This blog is a semi response to a post over at Babble: http://blogs.babble.com/being-pregnant/2011/03/15/mom-confession-i-think-i-love-my-son-a-little-bit-more/
So, yeah, if you have enough time to kill I'd recommend reading it first.
It definitely gave me food for thought. With all our issues with our older son, how could I NOT relate to this woman?
She has the traumatic birth, the separation, the illness, the trouble bonding.
I have the long road to parenthood, his attachment disorder and PTSD, the language barrier, him coming in as a toddler to unprepared parents.
She has the second child with the easier bonding experience who is cuddly and sweet.
I do too.
She notices that she is rougher with her older child, less willing to give in, less preferential.
Yup, same here.
And she acknowledges and works on it, trying to quell the unfairness of it all.
Again, same here.
So yeah, this story REALLY struck me, especially when you factor in that my own family showcases a much more extreme case of bonding troubles with the oldest.
And yet... I do, honestly, love them the same.
Oh, sure, I also love them differently. With my older son I love talking to him and joking with him and laughing with him and I adore our fun moments together. With our younger son it's all about nursing and cuddling and holding and watching him learn and grow. They are different children in different stages of life and so, yeah, in a sense I do love them differently just because I have different experiences with them.
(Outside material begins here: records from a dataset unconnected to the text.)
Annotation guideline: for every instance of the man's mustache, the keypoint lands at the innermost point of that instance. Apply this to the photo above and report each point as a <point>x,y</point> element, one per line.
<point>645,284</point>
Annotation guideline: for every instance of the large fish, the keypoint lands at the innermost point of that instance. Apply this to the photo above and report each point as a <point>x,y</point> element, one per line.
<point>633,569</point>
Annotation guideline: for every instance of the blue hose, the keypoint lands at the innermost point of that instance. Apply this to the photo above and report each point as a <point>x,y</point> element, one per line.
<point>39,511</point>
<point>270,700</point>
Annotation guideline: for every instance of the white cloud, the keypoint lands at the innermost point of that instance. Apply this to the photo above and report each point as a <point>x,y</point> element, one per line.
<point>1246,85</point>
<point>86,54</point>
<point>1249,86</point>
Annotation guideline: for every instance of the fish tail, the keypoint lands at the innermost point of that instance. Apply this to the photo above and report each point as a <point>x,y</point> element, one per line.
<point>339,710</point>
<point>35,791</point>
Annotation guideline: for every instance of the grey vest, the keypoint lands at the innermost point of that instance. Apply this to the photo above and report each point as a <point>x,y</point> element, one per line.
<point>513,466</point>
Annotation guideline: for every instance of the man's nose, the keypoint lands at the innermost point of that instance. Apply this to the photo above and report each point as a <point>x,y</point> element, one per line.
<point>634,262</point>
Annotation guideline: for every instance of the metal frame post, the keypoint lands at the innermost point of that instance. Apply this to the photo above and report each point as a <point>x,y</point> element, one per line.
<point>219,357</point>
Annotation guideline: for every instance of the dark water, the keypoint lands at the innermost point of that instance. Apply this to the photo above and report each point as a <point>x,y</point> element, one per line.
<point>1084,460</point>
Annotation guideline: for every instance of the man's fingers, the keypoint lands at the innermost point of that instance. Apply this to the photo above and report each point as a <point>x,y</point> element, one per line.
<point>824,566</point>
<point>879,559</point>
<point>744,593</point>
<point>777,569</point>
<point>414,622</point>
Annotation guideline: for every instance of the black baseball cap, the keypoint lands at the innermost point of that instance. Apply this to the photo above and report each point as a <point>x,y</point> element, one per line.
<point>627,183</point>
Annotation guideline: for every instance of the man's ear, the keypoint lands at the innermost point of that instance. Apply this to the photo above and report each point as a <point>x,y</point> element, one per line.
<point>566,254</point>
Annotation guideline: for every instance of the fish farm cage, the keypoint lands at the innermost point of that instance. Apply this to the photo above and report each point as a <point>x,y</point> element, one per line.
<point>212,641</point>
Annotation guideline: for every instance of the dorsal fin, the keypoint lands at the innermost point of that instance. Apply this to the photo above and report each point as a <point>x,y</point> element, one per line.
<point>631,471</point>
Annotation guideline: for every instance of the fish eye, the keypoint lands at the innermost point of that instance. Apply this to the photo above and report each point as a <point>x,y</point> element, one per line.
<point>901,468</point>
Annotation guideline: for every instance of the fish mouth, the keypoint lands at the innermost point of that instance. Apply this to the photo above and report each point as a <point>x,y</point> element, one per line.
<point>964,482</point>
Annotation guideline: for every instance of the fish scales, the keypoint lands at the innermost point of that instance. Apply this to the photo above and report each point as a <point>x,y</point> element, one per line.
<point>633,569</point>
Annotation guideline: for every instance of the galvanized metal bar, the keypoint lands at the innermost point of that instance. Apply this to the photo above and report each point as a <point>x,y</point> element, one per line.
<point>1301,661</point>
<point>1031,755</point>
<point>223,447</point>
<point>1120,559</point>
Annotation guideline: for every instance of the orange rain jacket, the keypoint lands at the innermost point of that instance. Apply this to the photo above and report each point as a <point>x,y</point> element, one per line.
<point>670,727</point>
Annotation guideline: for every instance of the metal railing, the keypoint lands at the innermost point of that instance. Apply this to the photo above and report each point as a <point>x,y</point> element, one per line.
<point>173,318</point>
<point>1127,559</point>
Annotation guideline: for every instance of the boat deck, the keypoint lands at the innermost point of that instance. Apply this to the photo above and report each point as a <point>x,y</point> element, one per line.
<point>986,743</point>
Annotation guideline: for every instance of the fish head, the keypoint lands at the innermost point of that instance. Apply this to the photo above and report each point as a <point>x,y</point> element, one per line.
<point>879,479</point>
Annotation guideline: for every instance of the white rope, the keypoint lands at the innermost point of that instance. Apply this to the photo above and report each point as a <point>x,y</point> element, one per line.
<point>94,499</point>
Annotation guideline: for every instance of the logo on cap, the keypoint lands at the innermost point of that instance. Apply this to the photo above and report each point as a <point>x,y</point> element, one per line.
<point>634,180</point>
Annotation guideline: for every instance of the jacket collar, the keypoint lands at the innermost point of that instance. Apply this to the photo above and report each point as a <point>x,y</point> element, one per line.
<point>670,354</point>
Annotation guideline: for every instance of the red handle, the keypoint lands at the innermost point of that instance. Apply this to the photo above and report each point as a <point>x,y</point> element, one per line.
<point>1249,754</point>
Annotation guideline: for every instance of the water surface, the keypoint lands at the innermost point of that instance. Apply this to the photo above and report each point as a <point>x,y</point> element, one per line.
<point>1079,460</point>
When you get down to it, to that bonding thing, yeah we bonded differently too. With Paxton it was a fight, a constant struggle to attach. I love him and I fought long and hard to earn his love in return, just as I fought long and hard with myself to fall in love with him and accept him for all that he is. If anything, our rocky start only made me love him more.
With Ambrose the total love wasn't instant. I'd worked long and hard to be able to nurse him and to prepare for him, but in his case I didn't have to fight for his love once he was home and perhaps that's where I was thrown off. Even so, I certainly loved him long before he was placed in my arms and I was in love with him within a month, which this time around I knew was totally normal.
Neither of my sons are easy children, both were definitely considered high or even special needs, and maybe that put them on equal footing in some sense. And yet adding Ambrose in was certainly much easier than adding Paxton. A high needs baby is "normal," manageable, mainstream, and much easier when you already feel comfortable and confident as a parent.
Alright, so to sum that all up, my kids are both difficult and wonderful in their own ways and I utterly adore them both.
So now the tough question:
Who would I miss less if they died?
Yeah, that one got me. Like, REALLY got me.
I do have to admit there was a time when Ambrose was a really little bean, nursing and snuggled in a sling nearly 24/7, when I might have felt the same way. In fact, I can somewhat recall thinking one day, in my sleep induced haze, that the whole world could end and everyone could be dead and if it was just Ambrose and me, well, that would be hard but I would find peace so long as I had my baby. Sleep and time remedied such thoughts, though admittedly I do still worry. And I worry more for my little guy because, well, he's little. He can eat bad things and fall off high places because he's small and impulsive and doesn't know any better. It only makes evolutionary sense that a mother would be more concerned about the welfare of her youngest and most vulnerable, especially since I logically know that Paxton will only eat food (and candy) and he understands the concepts of both gravity and fatal mistakes.
I have to say that there are times when I think that if something awful happened to one of my boys and I still had the other one, I could find some way to make peace with it so long as I still had one. I'm utterly petrified of my husband being in charge of both children in public, let alone driving them anywhere, because that's my whole *LIFE* just sitting there waiting for a drunk driver to take it all away. So long as I have one of my boys with me it's almost like a lifeline, a reassurance that everything will be okay. Crazy? Yes, totally. Unnecessary? Uh huh. Overthinking? Yup. And yet I'll admit to it. She admitted to her darkest thoughts, and I'll admit to mine.
And for the record, anything happening to either children would utterly kill me, though I would keep going for the sake of my remaining child.
So, to sum up my totally not-well-written response:
I understand her emotions. I understand depression, I understand holding bitter feelings against your child, and I understand feeling preferential to a youngest child. But I worry about someone admitting to all of this and then thinking "well, there I said it, so we're all good now right? I don't have to work on changing this, right?"
Thing is, I work my butt off to try not being preferential. I have to work hard to make sure I have equal time with my kids. And all we went through to bond with P when we could have just given up on him and let our own anger at his issues overtake us... It's hard. It's damn hard. And it's soooo easy to just love on and adore the cute, cuddly, sweet little baby sitting on your hip and soooo easy to lose your temper with the irate preschooler throwing a fit over something stupid. But even if it's easy and even if it's normal, that doesn't make it right.